Should (competent) Haitian-American professionals and business owners get first dibs at federal contracts to help rebuild Haiti? Should they be allowed to skip the line ahead of other American businesses–including minority and women suppliers? Tough questions. Who in the Haitian diaspora is asking them? Do they even feel as though they can demand preferential treatment from the U.S. government to rebuild their native country?
I’ve been reporting a story about Haitian-American business owners who want to get in on the $9.9 billion in aid for Haiti’s reconstruction. Haiti needs everything after all: roads, homes, schools, IT, etc. Most of the people I spoke to were just now learning how to procure federal contracts with USAID not to mention the 20-something other federal agencies that outsource international development to US firms. In short, they don’t really have a clue and are trying to get one.

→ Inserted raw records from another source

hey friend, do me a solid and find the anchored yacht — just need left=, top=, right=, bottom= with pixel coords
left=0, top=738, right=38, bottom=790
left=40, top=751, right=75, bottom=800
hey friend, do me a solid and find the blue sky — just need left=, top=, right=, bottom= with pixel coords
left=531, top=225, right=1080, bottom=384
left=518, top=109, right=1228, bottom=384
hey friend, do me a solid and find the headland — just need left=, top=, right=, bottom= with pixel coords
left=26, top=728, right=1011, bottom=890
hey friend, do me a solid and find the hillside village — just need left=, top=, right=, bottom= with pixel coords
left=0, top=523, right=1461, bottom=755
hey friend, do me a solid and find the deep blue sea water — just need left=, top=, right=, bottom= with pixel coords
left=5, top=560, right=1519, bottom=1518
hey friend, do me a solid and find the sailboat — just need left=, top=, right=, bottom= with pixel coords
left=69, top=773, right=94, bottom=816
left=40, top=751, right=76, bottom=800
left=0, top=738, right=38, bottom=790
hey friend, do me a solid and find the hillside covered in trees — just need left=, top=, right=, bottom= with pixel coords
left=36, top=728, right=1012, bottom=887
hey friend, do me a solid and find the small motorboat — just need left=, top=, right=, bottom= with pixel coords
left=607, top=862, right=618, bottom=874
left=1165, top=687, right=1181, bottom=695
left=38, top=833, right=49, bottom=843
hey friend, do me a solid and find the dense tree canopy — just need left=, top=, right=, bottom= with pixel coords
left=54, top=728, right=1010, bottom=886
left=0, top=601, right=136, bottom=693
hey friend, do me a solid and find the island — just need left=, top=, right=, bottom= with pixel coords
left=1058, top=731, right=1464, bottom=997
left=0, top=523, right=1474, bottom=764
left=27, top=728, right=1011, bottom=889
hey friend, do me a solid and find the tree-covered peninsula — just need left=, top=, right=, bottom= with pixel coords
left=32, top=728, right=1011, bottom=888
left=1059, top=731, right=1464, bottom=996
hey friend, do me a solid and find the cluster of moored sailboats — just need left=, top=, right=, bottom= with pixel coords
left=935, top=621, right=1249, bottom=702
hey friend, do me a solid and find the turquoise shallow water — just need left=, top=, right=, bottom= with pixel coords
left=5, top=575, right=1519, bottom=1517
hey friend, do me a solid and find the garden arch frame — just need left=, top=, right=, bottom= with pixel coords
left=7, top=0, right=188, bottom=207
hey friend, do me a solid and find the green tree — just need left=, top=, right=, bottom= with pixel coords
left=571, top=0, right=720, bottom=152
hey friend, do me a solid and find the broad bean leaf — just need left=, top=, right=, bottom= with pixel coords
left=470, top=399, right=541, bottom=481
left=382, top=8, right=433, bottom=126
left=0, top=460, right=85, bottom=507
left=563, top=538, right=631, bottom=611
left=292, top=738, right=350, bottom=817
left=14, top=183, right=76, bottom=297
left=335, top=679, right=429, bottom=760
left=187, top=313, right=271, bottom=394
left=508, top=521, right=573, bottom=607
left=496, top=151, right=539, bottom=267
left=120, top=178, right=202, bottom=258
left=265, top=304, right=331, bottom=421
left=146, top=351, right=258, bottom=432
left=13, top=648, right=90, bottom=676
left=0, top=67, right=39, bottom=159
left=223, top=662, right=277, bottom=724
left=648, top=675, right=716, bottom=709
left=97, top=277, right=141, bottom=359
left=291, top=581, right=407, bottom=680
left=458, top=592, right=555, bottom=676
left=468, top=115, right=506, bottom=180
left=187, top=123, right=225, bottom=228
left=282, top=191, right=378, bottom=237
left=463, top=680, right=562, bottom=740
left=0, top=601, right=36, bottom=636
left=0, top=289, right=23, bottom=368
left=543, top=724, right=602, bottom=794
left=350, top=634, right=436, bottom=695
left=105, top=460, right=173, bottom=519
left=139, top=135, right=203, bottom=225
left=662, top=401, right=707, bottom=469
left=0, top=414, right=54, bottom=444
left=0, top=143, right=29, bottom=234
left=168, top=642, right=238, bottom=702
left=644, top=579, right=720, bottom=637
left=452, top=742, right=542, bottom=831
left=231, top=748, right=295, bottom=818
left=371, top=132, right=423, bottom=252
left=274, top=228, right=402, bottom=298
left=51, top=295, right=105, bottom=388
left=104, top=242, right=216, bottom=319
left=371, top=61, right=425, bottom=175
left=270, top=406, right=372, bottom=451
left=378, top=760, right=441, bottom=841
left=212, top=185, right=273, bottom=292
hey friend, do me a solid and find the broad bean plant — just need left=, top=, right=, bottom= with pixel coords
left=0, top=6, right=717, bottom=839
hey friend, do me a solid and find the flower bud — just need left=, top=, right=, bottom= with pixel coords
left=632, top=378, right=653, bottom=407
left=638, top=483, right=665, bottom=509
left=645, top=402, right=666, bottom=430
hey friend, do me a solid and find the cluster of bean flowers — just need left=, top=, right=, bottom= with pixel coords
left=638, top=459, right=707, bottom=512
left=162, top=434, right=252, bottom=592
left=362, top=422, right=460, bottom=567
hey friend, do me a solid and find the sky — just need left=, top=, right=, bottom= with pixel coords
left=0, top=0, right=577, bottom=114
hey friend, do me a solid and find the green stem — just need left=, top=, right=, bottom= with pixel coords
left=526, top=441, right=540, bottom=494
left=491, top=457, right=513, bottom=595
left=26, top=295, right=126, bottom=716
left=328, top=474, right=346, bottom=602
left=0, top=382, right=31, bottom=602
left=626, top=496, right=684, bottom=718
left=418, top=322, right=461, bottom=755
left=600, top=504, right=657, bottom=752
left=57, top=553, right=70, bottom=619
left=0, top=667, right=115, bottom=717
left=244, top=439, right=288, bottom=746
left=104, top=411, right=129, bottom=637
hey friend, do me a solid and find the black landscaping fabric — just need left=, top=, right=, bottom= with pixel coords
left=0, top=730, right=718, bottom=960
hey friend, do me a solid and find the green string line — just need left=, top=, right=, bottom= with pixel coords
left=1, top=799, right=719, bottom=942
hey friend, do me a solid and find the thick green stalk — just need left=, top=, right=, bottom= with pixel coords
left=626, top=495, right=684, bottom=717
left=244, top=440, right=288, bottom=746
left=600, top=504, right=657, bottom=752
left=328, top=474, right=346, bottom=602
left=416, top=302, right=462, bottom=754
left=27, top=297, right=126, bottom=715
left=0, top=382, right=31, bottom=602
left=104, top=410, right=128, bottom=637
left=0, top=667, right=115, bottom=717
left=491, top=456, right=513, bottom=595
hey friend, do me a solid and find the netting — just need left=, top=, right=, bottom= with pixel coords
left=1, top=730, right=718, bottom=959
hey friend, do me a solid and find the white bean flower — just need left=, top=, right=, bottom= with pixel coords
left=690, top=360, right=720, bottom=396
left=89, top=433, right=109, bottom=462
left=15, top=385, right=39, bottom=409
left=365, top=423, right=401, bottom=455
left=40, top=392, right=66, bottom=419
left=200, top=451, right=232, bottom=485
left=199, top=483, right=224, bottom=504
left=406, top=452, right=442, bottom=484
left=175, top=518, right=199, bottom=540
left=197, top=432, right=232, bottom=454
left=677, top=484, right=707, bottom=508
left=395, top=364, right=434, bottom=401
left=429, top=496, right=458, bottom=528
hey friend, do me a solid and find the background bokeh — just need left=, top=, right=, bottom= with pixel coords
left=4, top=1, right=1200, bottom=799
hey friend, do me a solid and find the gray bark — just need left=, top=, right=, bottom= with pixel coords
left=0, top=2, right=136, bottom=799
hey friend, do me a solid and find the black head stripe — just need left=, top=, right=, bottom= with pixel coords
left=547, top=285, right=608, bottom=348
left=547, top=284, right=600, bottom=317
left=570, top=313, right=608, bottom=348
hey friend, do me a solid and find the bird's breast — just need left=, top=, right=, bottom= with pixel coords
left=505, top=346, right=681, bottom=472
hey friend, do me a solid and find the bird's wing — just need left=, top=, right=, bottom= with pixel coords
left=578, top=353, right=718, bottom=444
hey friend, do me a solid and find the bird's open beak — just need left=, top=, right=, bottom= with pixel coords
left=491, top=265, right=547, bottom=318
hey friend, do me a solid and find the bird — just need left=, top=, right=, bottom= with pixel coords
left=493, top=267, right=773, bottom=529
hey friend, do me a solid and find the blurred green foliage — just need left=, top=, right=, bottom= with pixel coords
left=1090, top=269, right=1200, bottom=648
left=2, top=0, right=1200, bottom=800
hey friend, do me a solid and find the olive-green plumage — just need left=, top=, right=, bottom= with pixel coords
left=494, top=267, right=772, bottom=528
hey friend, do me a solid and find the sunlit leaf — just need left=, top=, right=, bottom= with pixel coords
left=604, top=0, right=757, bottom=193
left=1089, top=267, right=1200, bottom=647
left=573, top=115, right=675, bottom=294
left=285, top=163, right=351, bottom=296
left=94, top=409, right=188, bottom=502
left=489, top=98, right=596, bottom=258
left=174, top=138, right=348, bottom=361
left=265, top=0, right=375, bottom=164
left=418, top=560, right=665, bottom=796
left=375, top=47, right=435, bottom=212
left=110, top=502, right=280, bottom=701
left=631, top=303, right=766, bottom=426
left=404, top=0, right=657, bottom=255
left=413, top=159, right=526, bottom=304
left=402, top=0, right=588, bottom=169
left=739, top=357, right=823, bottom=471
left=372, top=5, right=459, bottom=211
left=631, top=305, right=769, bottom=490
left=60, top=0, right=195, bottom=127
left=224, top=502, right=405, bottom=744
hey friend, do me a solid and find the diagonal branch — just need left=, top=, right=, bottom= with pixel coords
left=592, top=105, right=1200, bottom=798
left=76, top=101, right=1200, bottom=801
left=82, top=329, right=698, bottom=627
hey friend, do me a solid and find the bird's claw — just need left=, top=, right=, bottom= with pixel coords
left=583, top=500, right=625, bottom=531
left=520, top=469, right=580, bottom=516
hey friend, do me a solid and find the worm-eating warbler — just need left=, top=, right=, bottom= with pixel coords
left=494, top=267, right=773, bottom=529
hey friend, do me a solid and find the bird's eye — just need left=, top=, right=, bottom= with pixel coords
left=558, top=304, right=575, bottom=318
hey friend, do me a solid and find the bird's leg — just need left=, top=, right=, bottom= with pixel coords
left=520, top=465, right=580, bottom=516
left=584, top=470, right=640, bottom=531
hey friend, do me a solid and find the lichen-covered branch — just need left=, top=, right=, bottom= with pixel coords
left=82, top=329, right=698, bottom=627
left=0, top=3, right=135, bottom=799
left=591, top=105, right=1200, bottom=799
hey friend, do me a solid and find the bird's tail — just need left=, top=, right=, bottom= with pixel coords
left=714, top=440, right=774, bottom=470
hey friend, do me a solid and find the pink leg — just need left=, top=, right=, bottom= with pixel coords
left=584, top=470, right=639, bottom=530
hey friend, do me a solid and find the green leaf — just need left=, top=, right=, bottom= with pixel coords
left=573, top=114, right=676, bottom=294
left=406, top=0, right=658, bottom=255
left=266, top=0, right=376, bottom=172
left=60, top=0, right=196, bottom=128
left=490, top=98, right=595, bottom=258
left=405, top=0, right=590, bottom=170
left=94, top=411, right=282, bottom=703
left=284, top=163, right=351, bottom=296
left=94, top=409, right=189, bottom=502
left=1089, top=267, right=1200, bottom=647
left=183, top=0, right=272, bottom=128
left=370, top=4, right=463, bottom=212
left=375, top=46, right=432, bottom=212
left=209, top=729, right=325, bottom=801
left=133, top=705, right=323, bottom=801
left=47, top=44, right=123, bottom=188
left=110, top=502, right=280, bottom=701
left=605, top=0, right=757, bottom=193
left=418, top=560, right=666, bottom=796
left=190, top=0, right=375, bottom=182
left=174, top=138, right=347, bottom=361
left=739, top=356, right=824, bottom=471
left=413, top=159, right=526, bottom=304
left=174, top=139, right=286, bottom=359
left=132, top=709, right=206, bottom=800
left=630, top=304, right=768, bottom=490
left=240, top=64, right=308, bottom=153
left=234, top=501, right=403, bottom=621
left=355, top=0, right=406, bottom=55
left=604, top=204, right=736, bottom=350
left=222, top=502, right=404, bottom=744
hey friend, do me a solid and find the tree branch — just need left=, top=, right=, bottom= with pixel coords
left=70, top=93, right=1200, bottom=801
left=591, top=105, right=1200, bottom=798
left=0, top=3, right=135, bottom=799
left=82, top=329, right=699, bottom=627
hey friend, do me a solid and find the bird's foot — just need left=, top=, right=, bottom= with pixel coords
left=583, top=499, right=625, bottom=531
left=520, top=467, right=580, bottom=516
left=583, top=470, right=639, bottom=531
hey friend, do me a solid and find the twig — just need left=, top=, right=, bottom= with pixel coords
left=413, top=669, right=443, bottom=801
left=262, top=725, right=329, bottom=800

All of them feel–very strongly–that the diaspora should help to rebuild Haiti. And when asked, say, yes, of course, (competent) Haitian-American businesses and professionals should be first in line to receive federal contracts. But what are they doing about it? Nada. Interestingly, they’re not taking this notion of having a ‘natural right’ to rebuild Haiti to its logical political conclusion — which is to lobby federal agencies for first dibs at those reconstruction contracts.
I don’t know the right answer to the above questions. I am interested in however, in considering a future where the US outsources international development primarily to hyphenated-Americans originally from the target country. Certainly more aid money would circulate in the target country’s economy instead of accruing in a foreigner’s foreign bank account. For example, Haitian-Americans are more likely than foreigners to lend, spend or share their earnings with Haitians.
So, would development happen faster? In a fairer way? And isn’t that possibility worth the political effort to find out?